Dictionary entry details
Sense 1
Meaning:
Small stuff that is used for lashing two or more ropes together
Classified under:
Nouns denoting man-made objects
Hypernyms ("seizing" is a kind of...):
small stuff (any light rope used on shipboard)
Sense 2
Meaning:
The act of gripping something firmly with the hands (or the tentacles)
Classified under:
Nouns denoting acts or actions
Synonyms:
grasping; prehension; seizing; taking hold
Hypernyms ("seizing" is a kind of...):
control (the activity of managing or exerting control over something)
Hyponyms (each of the following is a kind of "seizing"):
clasp; clench; clutch; clutches; grasp; grip; hold (the act of grasping)
Derivation:
seize (take hold of; grab)
Context examples
"If Mother was only at home!" exclaimed Jo, seizing the book, and feeling that Washington was an immense way off.
(Little Women, by Louisa May Alcott)
He glanced up at it, and then, to our amazement, he sprang from his rock, and, seizing Summerlee by the neck, he tilted his face into the air.
(The Lost World, by Sir Arthur Conan Doyle)
I had not a moment to lose, but seizing the hand of the old man, I cried, ‘Now is the time!
(Frankenstein, by Mary Wollstonecraft Shelley)

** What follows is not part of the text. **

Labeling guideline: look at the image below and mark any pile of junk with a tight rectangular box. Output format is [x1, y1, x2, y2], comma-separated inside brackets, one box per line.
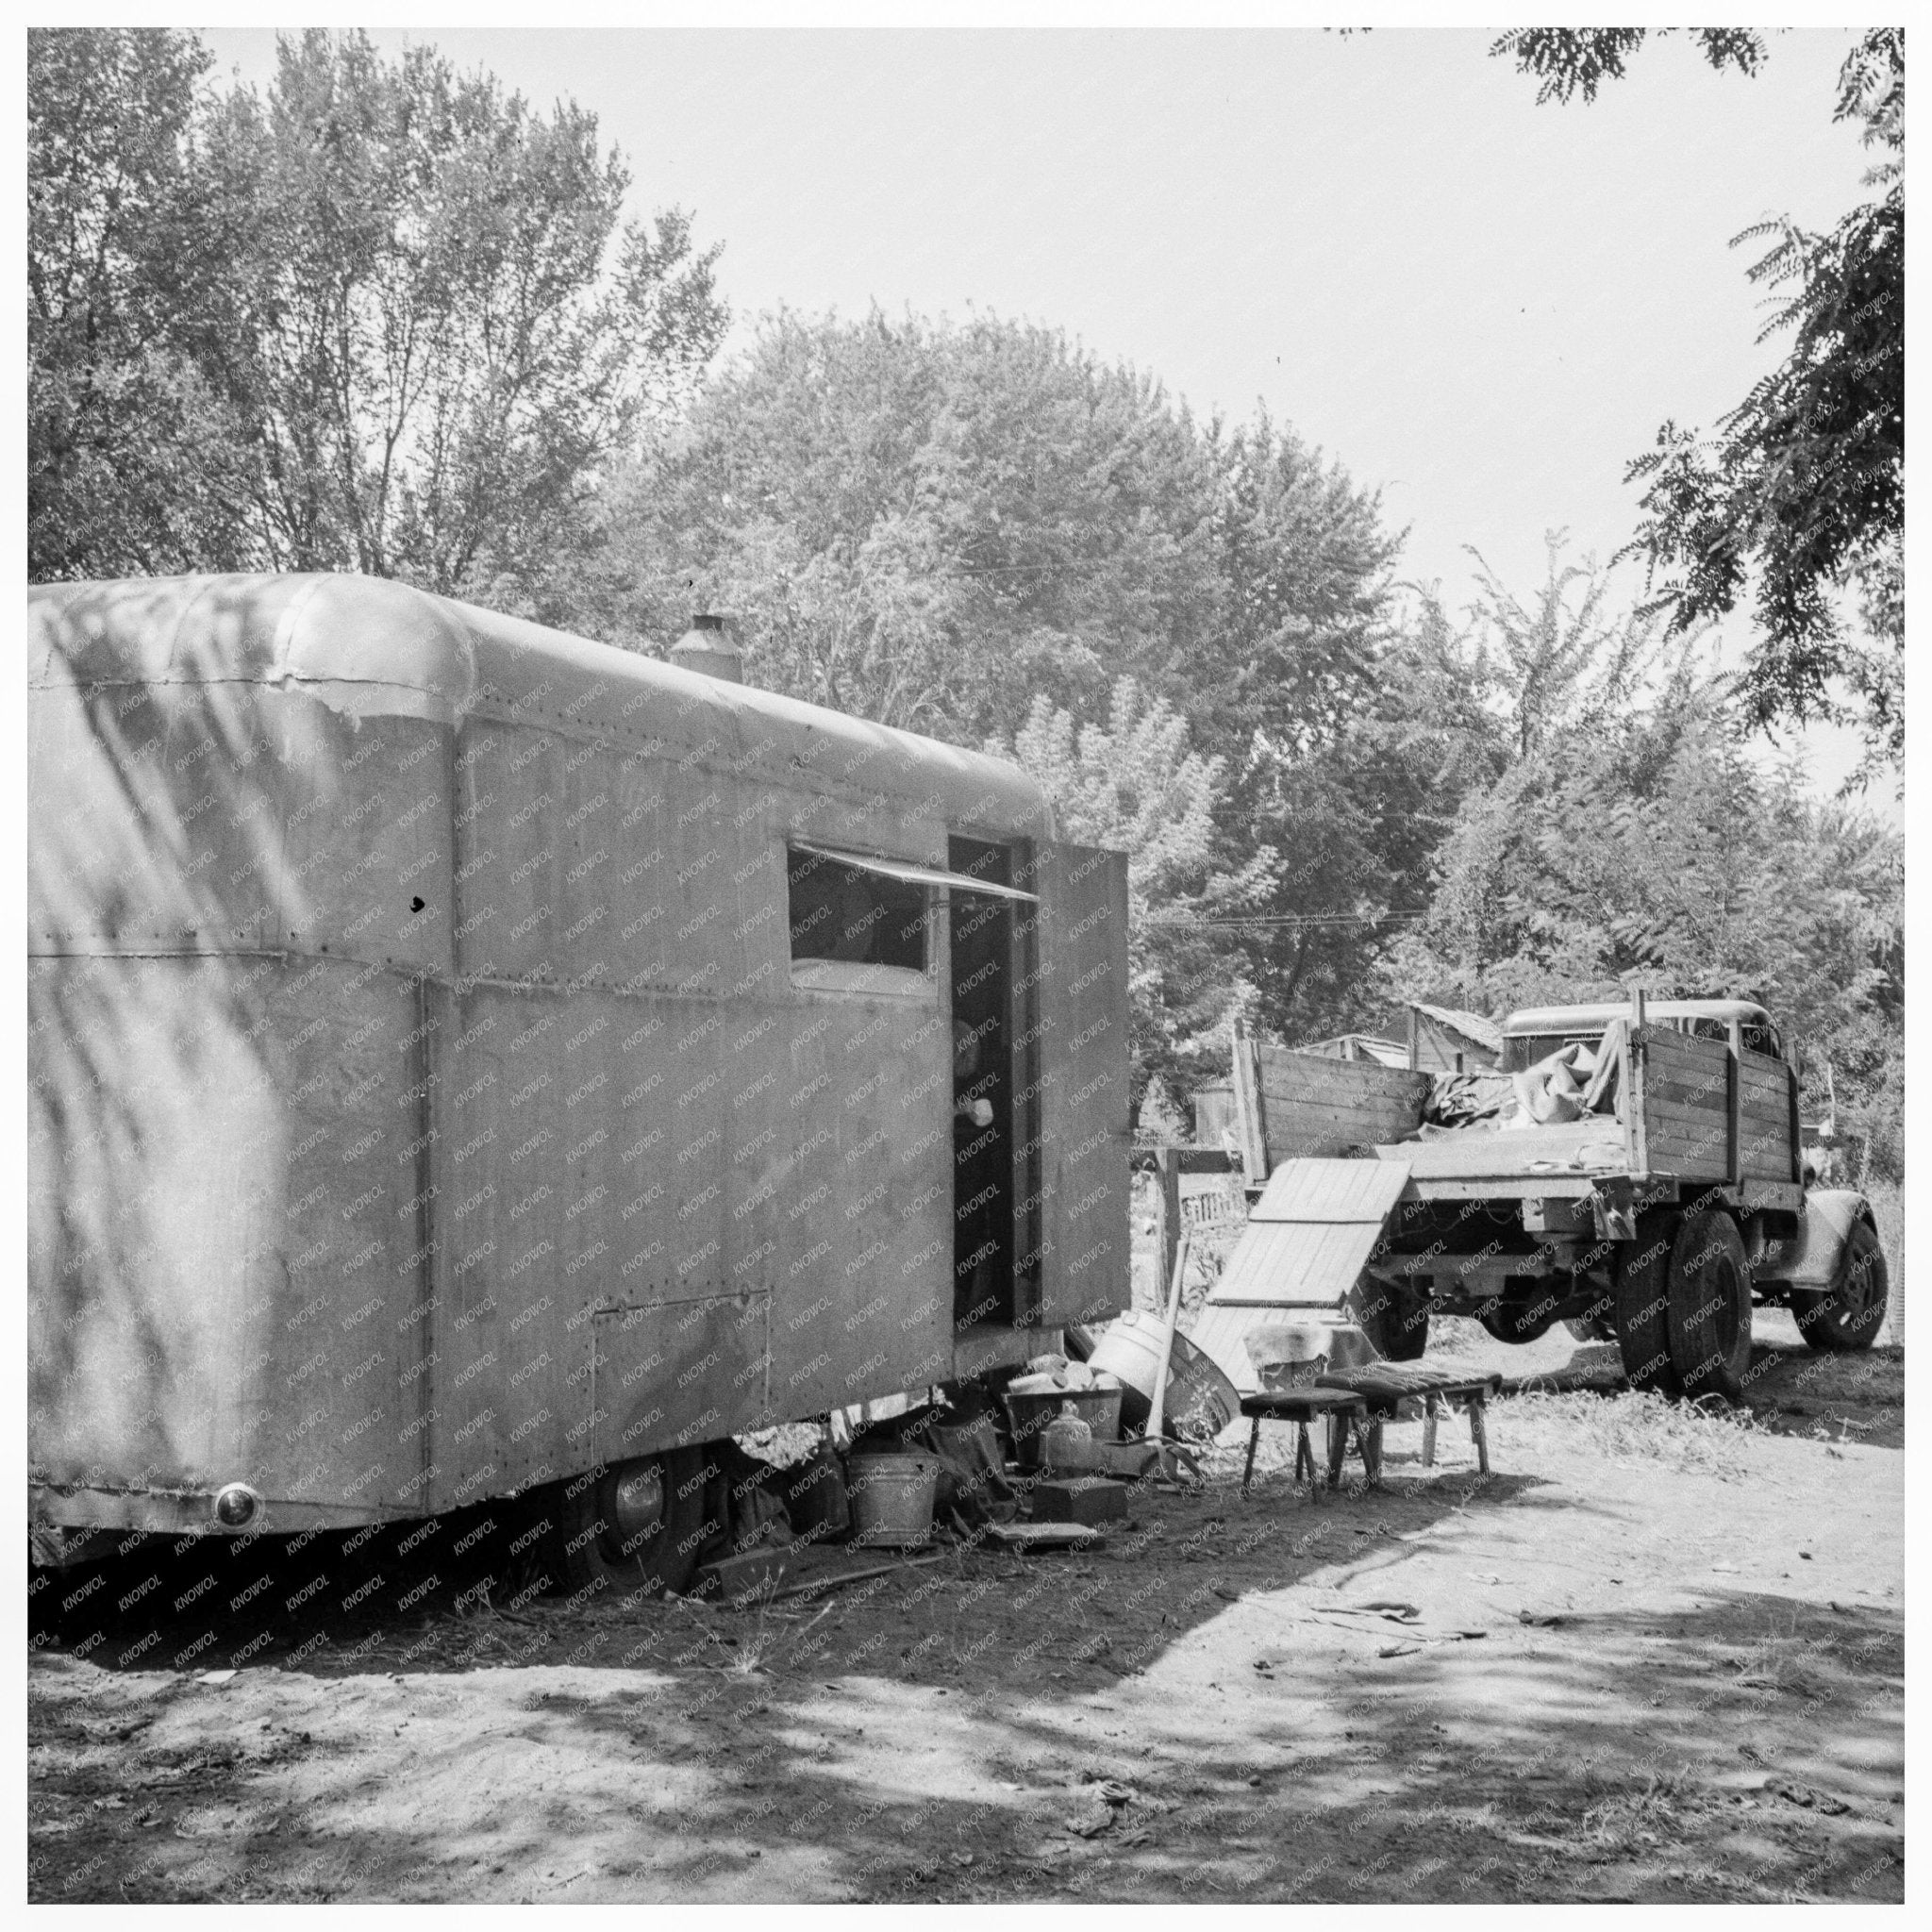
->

“You shall not stir,” cried the champion, seizing the inn-keeper in a convulsive grasp.
(The White Company, by Sir Arthur Conan Doyle)
Then seizing the shaving glass, he went on: And this is the wretched thing that has done the mischief. It is a foul bauble of man's vanity.
(Dracula, by Bram Stoker)
“Wot!” said the young man, seizing me by my jacket collar, with a frightful grin.
(David Copperfield, by Charles Dickens)
Seizing my pistol, I was rushing out, when my wife threw her arms round me and held me with convulsive strength.
(The Return of Sherlock Holmes, by Sir Arthur Conan Doyle)
Her fearful curiosity was every moment growing greater; and seizing, with trembling hands, the hasp of the lock, she resolved at all hazards to satisfy herself at least as to its contents.
(Northanger Abbey, by Jane Austen)
They starched two hundred white shirts, with a single gathering movement seizing a shirt so that the wristbands, neckband, yoke, and bosom protruded beyond the circling right hand.
(Martin Eden, by Jack London)
I recoiled before contemplation of that frightful death, and for a moment I entertained the wild idea of seizing Maud in my arms and leaping overboard.